Estando em minoria, na câmara e na assembleia municipal, conseguiu aprovar o seu primeiro orçamento por unanimidade. Que significado atribui a essa votação e que expectativa se abre para o mandato?
Quando me candidatei, tinha dois objectivos: executar o projecto com que me apresentei aos eleitores e criar condições para haver em Castanheira de Pera uma conciliação entre as várias forças políticas para, em conjunto, fazermos um trabalho eficaz em prol do concelho. Além de unânime, a aprovação do orçamento contou com referências positivas da oposição. É a minha primeira vitória. Conseguimos, eu e a equipa que me acompanha, incluindo os funcionários da autarquia, dar um passo fundamental para que o nosso projecto seja concretizado. O documento vai ao encontro das necessidades do concelho em várias áreas. Eleva-nos a responsabilidade.

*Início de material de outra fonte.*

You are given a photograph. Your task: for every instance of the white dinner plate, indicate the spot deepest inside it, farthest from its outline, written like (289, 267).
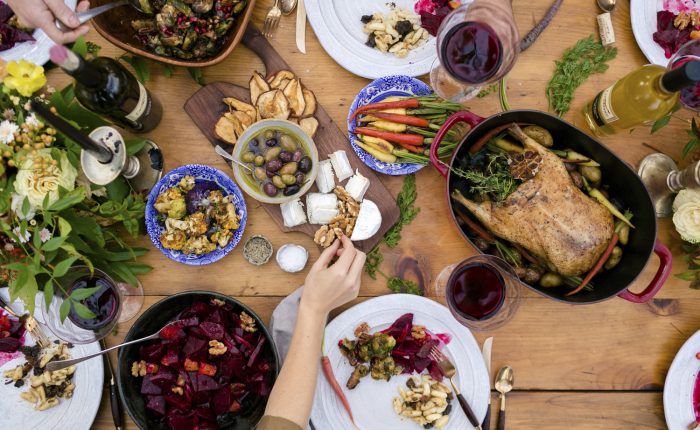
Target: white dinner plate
(339, 29)
(371, 401)
(76, 413)
(679, 385)
(643, 16)
(36, 52)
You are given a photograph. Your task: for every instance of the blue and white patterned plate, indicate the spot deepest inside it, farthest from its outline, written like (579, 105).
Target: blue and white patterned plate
(376, 91)
(201, 173)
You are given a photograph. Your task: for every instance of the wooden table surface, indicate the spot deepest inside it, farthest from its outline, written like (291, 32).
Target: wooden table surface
(585, 367)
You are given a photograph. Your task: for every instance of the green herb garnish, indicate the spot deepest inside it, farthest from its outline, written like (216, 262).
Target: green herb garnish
(585, 58)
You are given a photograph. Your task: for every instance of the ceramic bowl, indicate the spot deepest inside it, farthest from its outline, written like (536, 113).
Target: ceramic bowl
(155, 226)
(243, 176)
(152, 320)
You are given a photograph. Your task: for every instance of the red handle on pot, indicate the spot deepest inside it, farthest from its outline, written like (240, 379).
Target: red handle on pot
(462, 116)
(662, 274)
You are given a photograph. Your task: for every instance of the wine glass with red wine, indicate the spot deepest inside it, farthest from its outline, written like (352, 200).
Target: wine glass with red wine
(690, 96)
(478, 43)
(88, 305)
(481, 292)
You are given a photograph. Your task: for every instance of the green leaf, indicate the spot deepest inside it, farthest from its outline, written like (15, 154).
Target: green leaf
(660, 123)
(140, 66)
(82, 310)
(83, 293)
(62, 268)
(197, 75)
(64, 309)
(48, 293)
(53, 244)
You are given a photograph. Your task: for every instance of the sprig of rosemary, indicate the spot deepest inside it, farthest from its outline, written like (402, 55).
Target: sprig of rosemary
(585, 58)
(405, 200)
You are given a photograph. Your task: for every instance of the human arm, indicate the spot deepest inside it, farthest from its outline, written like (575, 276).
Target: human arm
(43, 14)
(325, 289)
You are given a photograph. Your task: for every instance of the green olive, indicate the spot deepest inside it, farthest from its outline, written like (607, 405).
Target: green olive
(272, 153)
(551, 280)
(540, 135)
(289, 168)
(623, 234)
(248, 157)
(288, 143)
(592, 174)
(289, 179)
(277, 181)
(260, 174)
(614, 259)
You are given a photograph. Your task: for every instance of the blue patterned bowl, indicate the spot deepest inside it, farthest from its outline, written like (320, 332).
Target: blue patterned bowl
(201, 173)
(376, 91)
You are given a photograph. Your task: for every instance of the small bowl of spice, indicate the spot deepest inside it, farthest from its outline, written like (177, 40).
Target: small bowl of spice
(257, 250)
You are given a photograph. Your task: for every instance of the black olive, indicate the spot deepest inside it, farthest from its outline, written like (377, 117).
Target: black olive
(291, 190)
(305, 165)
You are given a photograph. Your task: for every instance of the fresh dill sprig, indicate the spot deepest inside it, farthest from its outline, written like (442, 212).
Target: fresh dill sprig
(585, 58)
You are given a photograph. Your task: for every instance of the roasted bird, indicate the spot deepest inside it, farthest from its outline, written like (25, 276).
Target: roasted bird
(548, 216)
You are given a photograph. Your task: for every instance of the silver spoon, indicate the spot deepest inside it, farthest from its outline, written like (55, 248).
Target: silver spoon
(288, 6)
(221, 151)
(62, 364)
(607, 5)
(89, 14)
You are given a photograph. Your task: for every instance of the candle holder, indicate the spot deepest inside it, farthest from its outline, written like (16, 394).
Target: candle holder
(663, 180)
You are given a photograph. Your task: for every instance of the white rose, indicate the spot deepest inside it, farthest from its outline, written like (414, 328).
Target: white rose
(35, 182)
(686, 195)
(687, 221)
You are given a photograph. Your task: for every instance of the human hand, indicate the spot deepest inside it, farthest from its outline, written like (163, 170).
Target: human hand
(43, 14)
(326, 287)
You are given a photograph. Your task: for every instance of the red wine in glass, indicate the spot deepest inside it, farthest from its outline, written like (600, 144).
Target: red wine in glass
(471, 52)
(476, 291)
(104, 303)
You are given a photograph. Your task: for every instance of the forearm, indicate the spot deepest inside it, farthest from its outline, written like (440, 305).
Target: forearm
(293, 393)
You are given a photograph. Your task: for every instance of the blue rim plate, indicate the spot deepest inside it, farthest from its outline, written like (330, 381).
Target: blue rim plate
(201, 173)
(376, 91)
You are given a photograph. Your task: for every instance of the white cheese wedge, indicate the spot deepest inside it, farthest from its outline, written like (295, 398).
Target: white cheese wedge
(325, 181)
(368, 221)
(341, 165)
(357, 186)
(293, 213)
(321, 208)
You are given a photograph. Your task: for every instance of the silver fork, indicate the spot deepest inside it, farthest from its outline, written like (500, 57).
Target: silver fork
(272, 20)
(31, 324)
(449, 370)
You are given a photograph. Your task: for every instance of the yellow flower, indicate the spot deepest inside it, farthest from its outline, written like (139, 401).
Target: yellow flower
(25, 77)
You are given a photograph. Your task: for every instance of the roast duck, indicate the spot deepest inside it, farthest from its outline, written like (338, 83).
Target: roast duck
(548, 216)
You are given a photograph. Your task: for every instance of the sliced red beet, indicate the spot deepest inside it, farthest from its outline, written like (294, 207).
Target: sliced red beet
(156, 404)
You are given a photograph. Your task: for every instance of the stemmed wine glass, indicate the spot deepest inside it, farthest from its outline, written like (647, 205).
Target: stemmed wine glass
(478, 43)
(94, 303)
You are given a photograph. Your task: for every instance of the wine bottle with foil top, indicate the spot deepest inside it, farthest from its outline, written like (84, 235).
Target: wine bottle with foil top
(106, 87)
(643, 96)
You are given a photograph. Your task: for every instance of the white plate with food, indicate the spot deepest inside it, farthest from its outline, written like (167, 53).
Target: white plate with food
(643, 14)
(36, 51)
(372, 401)
(681, 383)
(339, 27)
(74, 413)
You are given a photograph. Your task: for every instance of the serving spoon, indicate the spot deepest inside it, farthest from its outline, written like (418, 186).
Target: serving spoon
(62, 364)
(89, 14)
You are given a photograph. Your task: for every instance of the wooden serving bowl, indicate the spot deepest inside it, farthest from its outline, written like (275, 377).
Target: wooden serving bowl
(115, 26)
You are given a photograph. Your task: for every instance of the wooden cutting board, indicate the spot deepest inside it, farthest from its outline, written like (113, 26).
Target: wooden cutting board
(206, 106)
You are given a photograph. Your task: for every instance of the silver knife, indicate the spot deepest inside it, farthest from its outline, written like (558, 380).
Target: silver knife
(486, 352)
(301, 27)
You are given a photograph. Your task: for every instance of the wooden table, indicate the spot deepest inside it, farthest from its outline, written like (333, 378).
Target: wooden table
(587, 367)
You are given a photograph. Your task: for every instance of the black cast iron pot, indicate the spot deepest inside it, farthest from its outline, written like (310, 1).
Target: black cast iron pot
(624, 184)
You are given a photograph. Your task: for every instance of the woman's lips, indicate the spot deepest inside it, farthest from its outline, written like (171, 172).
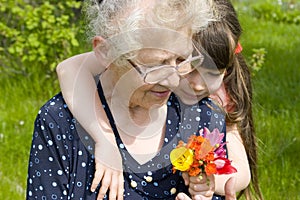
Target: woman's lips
(193, 95)
(161, 93)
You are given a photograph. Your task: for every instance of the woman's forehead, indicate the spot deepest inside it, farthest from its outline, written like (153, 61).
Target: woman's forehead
(150, 55)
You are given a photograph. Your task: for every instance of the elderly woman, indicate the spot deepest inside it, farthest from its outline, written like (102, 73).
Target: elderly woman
(135, 91)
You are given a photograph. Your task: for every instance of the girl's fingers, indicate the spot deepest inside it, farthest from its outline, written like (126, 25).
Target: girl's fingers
(186, 178)
(105, 184)
(120, 187)
(97, 176)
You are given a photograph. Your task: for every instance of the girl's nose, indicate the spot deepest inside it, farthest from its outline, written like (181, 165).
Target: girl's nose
(196, 81)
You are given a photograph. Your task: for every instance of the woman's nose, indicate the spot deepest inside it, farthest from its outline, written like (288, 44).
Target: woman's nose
(171, 81)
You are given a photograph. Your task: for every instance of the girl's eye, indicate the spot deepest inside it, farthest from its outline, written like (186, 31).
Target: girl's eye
(179, 60)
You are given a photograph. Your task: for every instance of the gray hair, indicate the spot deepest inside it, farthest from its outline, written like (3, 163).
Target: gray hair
(131, 15)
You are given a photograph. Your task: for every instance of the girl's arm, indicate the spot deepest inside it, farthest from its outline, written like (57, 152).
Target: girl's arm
(78, 86)
(235, 148)
(236, 153)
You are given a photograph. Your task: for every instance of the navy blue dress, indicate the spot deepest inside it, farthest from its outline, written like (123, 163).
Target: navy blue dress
(61, 164)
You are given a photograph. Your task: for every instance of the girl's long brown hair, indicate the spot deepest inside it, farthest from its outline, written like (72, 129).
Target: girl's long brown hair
(220, 39)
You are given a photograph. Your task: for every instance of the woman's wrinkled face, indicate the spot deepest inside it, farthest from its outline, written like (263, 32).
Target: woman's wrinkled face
(148, 95)
(163, 48)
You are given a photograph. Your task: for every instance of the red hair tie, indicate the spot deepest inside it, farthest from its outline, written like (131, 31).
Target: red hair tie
(238, 48)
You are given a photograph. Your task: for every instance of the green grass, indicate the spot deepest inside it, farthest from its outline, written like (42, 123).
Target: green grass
(276, 112)
(276, 105)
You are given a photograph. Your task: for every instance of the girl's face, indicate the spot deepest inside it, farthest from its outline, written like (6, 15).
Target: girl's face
(198, 84)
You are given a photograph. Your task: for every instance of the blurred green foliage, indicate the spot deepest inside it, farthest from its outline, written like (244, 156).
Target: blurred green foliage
(37, 34)
(278, 11)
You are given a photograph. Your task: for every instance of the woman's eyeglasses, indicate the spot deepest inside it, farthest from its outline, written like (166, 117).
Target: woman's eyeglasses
(155, 74)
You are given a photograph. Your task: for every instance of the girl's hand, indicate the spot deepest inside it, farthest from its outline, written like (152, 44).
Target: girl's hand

Apontou a criação de condições para a fixação de empresas e de pessoas como a grande prioridade do mandato. Essa estratégia já está reflectida neste orçamento?
O grande desafio de territórios como Castanheira de Pera é a inversão do declínio demográfico. Mas só conseguimos atrair pessoas, se tivermos empresas e condições para que estas se fixem. Temos três áreas empresariais que precisam de um trabalho de fundo. Inscrevemos em orçamento mais de 200 mil euros para requalificar a rede viária do parque do Safrujo, cujas acessibilidades são muito precárias. Estamos também a desenvolver o projecto para a Barros III, uma antiga fábrica têxtil adquirida pela câmara, para criar um condomínio empresarial. Temos uma outra antiga unidade industrial, a Retorta, que é do município, que iremos intervencionar, havendo já empresas interessadas em instalar. Entre as duas unidades, queremos desenvolver uma zona empresarial, sendo que parte dos terrenos já são camarários. A ideia é termos várias ofertas para empresas, a preços competitivos.
Voltando às questões orçamentais, a câmara fechou o último ano com um saldo de gerência de três milhões de euros, ou seja, quase metade do orçamento aprovado para 2022 (6,3 milhões). A que se deve esta acumulação de saldo?
É resultado de uma fraca taxa de execução, que, no primeiro semestre de 2021, foi de apenas 11% das Grandes Opções do Plano. Não quero falar muito do passado, mas é inquestionável que, nos últimos anos, faltou estratégia para o concelho, que se traduziu na ausência de projectos e de candidaturas a fundos, nomeadamente aos que se destinavam aos territórios afectados pelos incêndios de 2017. Foi um conjunto de oportunidades perdidas.
Em dez anos, Castanheira de Pera perdeu quase 17% da sua população. Como se pode inverter este ciclo?
Em 1864, no início do nosso processo de industrialização, tínhamos 3.972 residentes. Em 2021, éramos apenas 2.647. Não vamos inverter a tendência de despovoamento com a natalidade. Temos de abrir portas à imigração. O caminho para estes territórios passa, não só pela mobilidade de pessoas a nível interno, mas também pela abertura de portas a pessoas de fora que, muitas vezes, andam apenas à procura de segurança. Se formos inclusivos, nas mais diversas áreas, acredito que conseguiremos inverter a tendência de redução demográfica.
A pandemia pode fazer com que se olhe para estes territórios com outro interesse?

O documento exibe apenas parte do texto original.